Она уронила телефон на колени, спрятала лицо в ладонях и, застонав, заскрежетала зубами. Ей не хотелось сдаваться первой, первой идти на мировую, первой признавать, что без него ее жизнь не складывается – не то чтобы вся ее жизнь была наполнена ситуациями, вроде этой, но все же… Ведь ушел он, следовательно, и возвращаться должен он.
– Ему придется вернуться, – пробормотала она, и эти слова прозвучали как молитва.
Покачав головой из стороны в сторону, чтобы размять затекшую шею, Бонни попыталась унять нарастающее нетерпение. Где же Дженни? Она не сомневалась, что Пим приложит все силы, чтобы вспомнить, – она всегда так делала. Тысячи картинок с Пим, спешащей ей на помощь и спасающей ее, мелькали у нее в голове… И неожиданно все исчезло, как будто что-то еще, не имеющее к этому отношения, пробилось в ее сознание.

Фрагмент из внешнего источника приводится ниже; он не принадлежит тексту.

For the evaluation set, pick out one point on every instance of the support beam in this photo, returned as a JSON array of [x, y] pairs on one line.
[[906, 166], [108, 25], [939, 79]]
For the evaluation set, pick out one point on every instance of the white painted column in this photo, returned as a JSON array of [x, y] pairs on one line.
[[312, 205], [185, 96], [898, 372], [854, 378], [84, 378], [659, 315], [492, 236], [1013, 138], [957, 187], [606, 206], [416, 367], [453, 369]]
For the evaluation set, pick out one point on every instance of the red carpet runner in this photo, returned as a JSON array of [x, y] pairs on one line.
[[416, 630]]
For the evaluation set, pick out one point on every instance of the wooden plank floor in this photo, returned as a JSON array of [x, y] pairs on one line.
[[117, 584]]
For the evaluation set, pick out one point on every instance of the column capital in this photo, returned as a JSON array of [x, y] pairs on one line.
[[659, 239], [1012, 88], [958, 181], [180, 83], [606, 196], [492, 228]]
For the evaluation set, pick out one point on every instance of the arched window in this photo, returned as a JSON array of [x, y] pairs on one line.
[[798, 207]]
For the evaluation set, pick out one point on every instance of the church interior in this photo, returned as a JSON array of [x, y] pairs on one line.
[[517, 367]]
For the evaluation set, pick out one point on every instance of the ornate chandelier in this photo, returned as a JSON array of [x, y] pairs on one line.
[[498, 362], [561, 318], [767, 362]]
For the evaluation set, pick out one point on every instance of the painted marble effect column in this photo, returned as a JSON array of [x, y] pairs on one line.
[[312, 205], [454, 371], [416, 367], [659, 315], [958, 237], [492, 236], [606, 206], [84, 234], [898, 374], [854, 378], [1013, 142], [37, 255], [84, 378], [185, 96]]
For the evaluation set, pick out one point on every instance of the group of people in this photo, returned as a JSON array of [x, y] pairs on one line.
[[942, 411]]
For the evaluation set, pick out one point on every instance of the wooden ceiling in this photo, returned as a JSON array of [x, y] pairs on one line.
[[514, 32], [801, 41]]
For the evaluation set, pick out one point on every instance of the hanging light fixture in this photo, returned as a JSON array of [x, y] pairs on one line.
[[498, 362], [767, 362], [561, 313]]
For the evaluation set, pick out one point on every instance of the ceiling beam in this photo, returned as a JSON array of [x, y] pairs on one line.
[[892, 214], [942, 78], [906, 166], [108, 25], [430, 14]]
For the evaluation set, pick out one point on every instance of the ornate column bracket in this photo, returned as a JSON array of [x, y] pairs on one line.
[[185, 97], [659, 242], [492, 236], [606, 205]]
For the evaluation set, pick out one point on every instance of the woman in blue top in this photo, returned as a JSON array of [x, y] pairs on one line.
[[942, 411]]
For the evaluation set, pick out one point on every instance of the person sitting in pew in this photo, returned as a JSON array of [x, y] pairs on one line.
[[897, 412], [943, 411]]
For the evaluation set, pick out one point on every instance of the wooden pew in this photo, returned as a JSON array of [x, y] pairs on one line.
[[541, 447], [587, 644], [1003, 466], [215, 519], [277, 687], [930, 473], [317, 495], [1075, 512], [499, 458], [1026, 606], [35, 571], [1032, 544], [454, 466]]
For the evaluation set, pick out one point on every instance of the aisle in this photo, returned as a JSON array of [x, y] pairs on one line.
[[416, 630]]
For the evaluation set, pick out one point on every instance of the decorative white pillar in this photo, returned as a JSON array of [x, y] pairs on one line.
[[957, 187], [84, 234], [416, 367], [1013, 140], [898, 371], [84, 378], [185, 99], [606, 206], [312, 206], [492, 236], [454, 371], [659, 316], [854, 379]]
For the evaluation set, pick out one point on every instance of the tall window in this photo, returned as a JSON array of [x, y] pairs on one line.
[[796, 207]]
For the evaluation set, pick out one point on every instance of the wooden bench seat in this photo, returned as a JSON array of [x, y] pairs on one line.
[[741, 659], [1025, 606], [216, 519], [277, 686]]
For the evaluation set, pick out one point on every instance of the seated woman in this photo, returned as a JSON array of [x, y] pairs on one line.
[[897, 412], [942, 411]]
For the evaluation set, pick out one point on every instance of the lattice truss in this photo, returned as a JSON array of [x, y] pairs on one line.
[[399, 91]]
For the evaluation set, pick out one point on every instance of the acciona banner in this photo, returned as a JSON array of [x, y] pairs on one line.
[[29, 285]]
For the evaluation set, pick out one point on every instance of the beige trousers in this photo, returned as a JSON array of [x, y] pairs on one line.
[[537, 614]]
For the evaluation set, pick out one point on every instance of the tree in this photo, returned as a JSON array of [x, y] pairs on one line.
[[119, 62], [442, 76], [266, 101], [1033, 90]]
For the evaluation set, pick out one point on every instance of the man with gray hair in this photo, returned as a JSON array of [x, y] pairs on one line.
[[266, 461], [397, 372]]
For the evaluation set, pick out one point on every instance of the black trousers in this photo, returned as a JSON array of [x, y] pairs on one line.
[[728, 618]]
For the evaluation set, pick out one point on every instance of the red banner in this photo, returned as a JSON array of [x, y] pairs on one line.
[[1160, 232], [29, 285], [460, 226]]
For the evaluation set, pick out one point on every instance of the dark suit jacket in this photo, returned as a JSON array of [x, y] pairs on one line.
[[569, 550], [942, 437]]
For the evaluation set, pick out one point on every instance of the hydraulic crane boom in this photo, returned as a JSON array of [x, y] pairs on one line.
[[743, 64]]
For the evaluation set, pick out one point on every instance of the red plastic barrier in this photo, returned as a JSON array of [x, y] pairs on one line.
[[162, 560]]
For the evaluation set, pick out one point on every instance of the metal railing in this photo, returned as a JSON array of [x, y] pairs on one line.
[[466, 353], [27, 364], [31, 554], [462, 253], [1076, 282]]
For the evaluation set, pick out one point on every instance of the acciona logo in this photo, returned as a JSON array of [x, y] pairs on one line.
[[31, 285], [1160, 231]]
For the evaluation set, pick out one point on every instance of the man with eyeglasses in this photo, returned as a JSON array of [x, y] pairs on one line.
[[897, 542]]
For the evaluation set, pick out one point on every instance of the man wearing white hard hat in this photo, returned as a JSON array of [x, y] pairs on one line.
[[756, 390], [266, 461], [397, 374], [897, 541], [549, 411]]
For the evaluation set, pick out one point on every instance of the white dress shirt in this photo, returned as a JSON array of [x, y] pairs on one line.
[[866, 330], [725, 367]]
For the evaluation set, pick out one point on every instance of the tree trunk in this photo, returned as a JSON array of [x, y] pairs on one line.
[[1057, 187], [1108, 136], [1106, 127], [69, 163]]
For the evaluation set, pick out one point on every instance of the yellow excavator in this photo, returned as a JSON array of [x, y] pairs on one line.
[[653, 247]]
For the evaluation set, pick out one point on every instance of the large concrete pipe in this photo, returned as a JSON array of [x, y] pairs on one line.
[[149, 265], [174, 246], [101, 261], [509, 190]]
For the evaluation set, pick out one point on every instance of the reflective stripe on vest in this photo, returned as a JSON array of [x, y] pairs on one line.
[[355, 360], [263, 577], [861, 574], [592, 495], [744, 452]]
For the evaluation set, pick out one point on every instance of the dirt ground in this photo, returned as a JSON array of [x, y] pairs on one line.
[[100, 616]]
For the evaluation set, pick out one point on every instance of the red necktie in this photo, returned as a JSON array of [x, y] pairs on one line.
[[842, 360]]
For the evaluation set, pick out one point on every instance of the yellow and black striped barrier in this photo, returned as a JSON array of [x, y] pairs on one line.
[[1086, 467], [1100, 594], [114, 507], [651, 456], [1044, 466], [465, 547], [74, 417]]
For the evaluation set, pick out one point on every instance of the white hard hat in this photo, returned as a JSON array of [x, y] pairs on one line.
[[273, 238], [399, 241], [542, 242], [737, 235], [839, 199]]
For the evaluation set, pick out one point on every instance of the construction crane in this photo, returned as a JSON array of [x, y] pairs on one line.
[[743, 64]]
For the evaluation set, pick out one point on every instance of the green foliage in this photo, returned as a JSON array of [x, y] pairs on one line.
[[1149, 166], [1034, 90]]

Оно формировалось медленно, пока Бонни изучала темную полосу по краю ковра. Сначала оно было похоже на часть рисунка и было вплетено в ковер, но, приглядевшись внимательнее, она обнаружила, что то, что напоминало ей квадрат, на самом деле является скоплением палочек и черточек – вертикальных, горизонтальных и диагональных. Некоторые пересечения повторялись, но не было ни одной одинаковой схемы.

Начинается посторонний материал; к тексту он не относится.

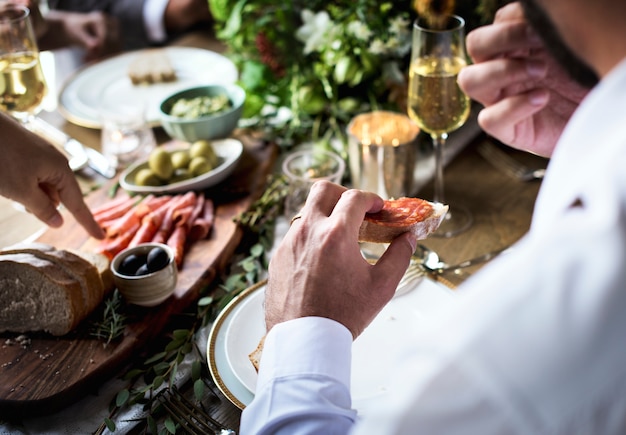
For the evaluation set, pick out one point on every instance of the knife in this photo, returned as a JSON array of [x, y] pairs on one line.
[[80, 155]]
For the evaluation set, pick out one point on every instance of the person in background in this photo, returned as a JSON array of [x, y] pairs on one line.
[[143, 23], [47, 182], [535, 340], [95, 32]]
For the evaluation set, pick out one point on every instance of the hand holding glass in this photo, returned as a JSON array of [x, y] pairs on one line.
[[436, 103]]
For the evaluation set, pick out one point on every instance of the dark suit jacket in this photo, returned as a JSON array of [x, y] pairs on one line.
[[128, 12]]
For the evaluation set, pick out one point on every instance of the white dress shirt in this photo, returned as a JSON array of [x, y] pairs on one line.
[[537, 343]]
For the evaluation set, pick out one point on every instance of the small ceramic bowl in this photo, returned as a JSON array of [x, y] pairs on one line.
[[216, 126], [152, 287]]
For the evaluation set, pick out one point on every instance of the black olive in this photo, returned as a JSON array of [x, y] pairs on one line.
[[131, 263], [157, 259], [143, 270]]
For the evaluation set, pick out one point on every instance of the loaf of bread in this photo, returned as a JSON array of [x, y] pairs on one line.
[[50, 290], [402, 215]]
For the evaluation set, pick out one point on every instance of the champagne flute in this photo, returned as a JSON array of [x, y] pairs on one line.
[[435, 101], [22, 83]]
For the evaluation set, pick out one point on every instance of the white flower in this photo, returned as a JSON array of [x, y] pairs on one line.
[[314, 30], [359, 30], [377, 47]]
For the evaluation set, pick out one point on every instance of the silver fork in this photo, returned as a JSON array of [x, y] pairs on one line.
[[191, 418], [508, 164]]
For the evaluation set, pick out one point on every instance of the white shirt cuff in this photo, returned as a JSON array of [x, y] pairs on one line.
[[307, 346], [153, 19]]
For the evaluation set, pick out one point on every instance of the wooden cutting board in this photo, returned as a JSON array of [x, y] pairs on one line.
[[52, 372]]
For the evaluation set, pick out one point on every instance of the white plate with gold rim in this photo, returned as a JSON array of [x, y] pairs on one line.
[[79, 98], [238, 329]]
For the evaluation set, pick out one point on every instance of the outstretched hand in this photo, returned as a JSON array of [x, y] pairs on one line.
[[318, 269], [528, 97], [39, 177]]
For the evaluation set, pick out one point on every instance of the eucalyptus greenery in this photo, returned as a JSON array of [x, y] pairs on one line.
[[309, 66], [159, 370]]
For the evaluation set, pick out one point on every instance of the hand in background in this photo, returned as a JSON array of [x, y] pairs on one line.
[[318, 269], [47, 181], [182, 14], [528, 97]]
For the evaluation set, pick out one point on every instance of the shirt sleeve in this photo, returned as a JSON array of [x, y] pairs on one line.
[[304, 378], [153, 13]]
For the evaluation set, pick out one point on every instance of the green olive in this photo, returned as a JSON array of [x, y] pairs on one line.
[[203, 148], [199, 166], [145, 177], [160, 162], [180, 159], [181, 175]]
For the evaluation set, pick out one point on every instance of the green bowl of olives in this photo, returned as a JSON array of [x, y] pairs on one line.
[[202, 112], [146, 274]]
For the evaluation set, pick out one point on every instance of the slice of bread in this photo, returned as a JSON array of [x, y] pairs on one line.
[[255, 355], [90, 272], [151, 66], [37, 295], [402, 215]]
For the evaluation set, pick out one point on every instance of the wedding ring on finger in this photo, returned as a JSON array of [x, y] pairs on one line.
[[295, 218]]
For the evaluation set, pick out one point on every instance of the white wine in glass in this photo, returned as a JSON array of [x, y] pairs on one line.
[[435, 101], [22, 83]]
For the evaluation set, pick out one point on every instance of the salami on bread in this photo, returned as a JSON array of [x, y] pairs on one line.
[[402, 215]]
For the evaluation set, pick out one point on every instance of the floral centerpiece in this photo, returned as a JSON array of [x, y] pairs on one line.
[[309, 66]]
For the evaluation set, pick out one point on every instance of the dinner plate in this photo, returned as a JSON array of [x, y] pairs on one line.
[[79, 98], [228, 152], [240, 326]]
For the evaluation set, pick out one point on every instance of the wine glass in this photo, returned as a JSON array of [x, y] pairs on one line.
[[22, 83], [435, 101]]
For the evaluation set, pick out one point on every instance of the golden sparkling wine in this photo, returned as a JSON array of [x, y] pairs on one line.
[[22, 85], [436, 103]]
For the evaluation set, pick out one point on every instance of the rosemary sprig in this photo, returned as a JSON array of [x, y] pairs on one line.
[[113, 320]]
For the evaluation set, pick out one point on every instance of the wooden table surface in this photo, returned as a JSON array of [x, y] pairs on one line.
[[501, 206]]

– Это твои инструкции, да? – Она обращалась скорее к самой себе, чем к ковру. Да-да, именно к себе. – Это какой-то язык, но он не похож ни на азиатский, как твой узор, ни на ближневосточный. Здесь нет даже намека на иероглифы. И на руны не похоже. – На этом познания Бонни в том, как выглядят иностранные и древние языки, заканчивались, однако она была абсолютно уверена, что это какое-то послание. – Джен умная, может, она знает.
Она раздраженно вздохнула:
– Господи, как жаль, что это не английский.
И появился английский.
– Ой. Спасибо.
По идее, думала Бонни, ей надо бы испугаться, впасть в истерику или хотя бы не поверить своим глазам, но ничего из этого она не испытала. Она не видела никакой опасности. Ковер не намеревался причинять кому-то вред, и у нее не было ни малейшего повода не верить своим глазам.
Она смотрела на слова «ломают, изменить, завершить», пытаясь определить, откуда начинать. Через несколько минут слова сложились в стихотворение.
И день, и секунда ломают всей жизни разбег.
Однажды печаль станет счастьем, а горем – успех.
Простого желанья не хватит, чтоб все изменить.
И важно до ночи глубокой полет завершить.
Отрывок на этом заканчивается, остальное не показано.